Уоллес уныло покачал головой.

 Никакого последнего платежа, братишка. Земля и все прочее теперь у лорда Мэнсфилда в собственности. Будешь возделывать землю и каждый год отдавать ему половину урожая.

 Как арендатор какой-то,  вполголоса проворчала Абита.

Уоллес смерил ее злобным взглядом.

 Я, Эдвард, замолвил за тебя словцо положение объяснил. Лорд Мэнсфилд  он человек справедливый. Сказал, что готов обсудить условия, на которых со временем уступит землю тебе.

 А срок какой?

Уоллес пожал плечами.

 Лет двадцать, пожалуй.

«Двадцать лет?  подумала Абита.  Двадцать лет?! Эдвард, не позволяй ему с нами так обойтись!»

Но Эдвард молчал, не поднимая взгляд от столешницы, словно не знал, что сказать.

 И это нам еще повезло. Я старался, как мог, слово даю.

Абиту затрясло. Пальцы сами собой сжались в кулаки.

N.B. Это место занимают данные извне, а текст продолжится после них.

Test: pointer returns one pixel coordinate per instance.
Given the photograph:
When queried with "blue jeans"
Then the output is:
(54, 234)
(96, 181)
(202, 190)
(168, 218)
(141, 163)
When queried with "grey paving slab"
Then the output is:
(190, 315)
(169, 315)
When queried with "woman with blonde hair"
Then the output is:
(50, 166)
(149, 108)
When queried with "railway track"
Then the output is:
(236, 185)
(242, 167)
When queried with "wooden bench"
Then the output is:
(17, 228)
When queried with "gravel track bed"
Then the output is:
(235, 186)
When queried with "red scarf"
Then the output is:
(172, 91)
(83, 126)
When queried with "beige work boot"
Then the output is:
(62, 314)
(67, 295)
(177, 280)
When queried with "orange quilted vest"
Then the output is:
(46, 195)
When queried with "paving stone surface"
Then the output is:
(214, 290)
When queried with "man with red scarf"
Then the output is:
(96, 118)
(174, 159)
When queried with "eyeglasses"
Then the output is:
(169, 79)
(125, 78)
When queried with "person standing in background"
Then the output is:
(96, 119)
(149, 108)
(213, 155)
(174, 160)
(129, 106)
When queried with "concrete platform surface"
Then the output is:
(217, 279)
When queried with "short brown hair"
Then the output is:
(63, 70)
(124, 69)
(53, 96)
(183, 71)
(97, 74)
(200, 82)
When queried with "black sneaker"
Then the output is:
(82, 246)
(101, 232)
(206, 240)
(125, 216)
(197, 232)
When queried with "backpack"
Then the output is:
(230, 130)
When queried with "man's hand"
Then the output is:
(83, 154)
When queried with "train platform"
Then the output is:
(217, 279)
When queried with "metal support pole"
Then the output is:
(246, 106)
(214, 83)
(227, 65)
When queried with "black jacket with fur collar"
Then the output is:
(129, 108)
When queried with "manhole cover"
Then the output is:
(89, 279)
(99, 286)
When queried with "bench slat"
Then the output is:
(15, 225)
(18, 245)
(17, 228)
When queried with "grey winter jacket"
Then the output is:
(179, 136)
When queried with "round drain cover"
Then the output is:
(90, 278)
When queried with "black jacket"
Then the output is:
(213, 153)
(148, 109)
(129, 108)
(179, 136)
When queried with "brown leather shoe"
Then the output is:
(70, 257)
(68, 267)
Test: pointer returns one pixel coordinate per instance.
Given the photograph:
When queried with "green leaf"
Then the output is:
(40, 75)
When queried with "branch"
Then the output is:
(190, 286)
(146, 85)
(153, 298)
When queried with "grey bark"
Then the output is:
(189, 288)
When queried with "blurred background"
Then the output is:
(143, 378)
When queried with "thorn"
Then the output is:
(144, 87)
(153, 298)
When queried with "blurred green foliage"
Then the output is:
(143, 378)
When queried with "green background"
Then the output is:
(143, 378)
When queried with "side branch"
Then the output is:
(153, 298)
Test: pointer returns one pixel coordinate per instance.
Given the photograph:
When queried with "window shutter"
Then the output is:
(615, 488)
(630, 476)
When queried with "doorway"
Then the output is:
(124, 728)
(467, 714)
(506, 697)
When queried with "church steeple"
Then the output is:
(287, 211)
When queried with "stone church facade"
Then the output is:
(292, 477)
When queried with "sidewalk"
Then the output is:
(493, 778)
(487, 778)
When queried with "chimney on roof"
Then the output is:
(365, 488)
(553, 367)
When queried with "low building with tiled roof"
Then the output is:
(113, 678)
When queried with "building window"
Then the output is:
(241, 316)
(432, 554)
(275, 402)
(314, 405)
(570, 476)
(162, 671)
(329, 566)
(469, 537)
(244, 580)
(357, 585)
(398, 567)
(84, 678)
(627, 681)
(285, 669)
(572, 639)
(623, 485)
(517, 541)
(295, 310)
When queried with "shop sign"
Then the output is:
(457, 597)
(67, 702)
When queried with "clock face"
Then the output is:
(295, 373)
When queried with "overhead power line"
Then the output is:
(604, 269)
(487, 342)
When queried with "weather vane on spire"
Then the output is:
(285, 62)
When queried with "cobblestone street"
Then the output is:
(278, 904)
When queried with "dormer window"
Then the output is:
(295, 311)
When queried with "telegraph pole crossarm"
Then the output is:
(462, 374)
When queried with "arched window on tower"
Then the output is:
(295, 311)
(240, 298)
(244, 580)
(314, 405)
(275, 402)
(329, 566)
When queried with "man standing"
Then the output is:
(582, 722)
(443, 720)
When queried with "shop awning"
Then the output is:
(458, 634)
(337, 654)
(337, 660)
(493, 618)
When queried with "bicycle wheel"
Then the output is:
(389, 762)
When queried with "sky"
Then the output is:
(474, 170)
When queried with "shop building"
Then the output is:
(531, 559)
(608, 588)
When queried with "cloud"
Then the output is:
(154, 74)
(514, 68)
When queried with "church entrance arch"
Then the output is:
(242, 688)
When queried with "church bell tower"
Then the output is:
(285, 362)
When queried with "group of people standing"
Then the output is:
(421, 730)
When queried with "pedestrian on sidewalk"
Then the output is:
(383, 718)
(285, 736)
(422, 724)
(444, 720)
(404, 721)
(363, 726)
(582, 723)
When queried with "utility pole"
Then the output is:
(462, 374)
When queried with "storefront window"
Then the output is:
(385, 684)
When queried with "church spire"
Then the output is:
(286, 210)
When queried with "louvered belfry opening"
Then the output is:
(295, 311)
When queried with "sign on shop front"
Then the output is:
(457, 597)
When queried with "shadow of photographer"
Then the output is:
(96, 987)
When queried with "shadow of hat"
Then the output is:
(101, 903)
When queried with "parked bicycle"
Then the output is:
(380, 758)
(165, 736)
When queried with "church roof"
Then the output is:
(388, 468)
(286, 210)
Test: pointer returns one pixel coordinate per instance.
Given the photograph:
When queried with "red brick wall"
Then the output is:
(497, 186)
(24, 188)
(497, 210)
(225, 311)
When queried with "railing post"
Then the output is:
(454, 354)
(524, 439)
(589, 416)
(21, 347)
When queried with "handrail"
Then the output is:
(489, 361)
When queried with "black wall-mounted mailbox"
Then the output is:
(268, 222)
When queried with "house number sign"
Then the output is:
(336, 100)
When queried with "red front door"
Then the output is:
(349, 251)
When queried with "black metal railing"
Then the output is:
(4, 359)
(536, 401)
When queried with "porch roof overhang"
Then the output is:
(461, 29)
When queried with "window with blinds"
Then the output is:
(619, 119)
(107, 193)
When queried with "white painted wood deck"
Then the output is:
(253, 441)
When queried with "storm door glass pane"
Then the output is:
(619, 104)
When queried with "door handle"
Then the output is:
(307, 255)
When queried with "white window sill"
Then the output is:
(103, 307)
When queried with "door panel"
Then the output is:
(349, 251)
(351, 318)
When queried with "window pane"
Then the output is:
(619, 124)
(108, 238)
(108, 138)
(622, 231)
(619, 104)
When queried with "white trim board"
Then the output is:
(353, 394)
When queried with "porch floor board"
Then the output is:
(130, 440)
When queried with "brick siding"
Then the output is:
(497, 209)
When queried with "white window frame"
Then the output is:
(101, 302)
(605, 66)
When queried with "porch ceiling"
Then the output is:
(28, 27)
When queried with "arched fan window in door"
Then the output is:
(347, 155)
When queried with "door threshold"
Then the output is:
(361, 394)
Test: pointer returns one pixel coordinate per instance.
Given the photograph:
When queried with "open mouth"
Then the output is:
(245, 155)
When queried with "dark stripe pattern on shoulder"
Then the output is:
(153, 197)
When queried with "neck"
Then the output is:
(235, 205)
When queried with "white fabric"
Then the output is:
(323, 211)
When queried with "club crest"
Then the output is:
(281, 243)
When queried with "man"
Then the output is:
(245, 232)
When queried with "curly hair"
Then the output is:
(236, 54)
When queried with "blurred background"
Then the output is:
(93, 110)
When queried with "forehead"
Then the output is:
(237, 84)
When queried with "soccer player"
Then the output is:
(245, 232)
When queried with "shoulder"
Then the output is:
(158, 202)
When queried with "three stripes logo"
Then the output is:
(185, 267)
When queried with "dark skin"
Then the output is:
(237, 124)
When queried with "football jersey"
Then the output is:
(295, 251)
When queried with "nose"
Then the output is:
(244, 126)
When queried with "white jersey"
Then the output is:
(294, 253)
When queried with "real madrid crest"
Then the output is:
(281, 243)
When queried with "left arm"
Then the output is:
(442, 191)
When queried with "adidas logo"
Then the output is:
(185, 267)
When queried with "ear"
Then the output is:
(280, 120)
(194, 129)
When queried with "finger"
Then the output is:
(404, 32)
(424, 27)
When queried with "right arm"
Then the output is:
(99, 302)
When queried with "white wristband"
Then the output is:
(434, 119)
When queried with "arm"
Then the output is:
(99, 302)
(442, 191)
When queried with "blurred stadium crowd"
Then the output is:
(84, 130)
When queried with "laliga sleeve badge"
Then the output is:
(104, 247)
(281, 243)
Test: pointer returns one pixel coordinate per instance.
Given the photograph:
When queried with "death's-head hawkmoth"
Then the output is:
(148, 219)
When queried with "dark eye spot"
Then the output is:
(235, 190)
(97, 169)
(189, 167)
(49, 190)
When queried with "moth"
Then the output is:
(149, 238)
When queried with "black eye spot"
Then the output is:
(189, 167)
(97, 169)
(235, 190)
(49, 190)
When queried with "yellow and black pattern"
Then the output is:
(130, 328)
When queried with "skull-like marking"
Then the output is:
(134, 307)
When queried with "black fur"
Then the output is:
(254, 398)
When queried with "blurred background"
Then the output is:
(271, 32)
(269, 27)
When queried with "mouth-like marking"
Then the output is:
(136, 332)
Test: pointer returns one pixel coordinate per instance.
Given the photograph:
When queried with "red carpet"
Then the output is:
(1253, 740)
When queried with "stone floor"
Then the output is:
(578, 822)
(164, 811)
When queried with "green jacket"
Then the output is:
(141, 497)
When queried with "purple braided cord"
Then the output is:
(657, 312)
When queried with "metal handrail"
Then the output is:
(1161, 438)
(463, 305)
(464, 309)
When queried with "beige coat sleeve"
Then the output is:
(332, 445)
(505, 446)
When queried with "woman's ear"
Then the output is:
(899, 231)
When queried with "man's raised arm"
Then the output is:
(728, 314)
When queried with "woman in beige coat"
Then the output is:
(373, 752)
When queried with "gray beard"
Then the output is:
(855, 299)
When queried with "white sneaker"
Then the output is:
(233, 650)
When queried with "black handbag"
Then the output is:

«Эдвард, ты что, не видишь, он же тебя дурачит! Всю жизнь дурачит!»

Однако дело было ясное: сколько об этом ни тверди, Эдвард ничего такого не замечает. В людях, в том, что у них на уме, он разбирался из рук вон плохо и потому постоять за себя толком не мог, а ей оставалось только молча смотреть, как братец мужа снова и снова беззастенчиво этим пользуется.

 Дело наверняка можно решить как-то иначе,  заговорил Эдвард.  К примеру, что, если мы оба каждый сезон будем выкладывать малость побольше, чтобы помочь тебе расплатиться?

 Нет, я уже прикидывал. По-другому никак.

«Не уступай, Эдвард»,  подумала Абита, шагнув вперед.

Эдвард, взглянув на нее, заметил ее возмущение. Ни слова не говоря, Абита яростно, страстно замотала головой.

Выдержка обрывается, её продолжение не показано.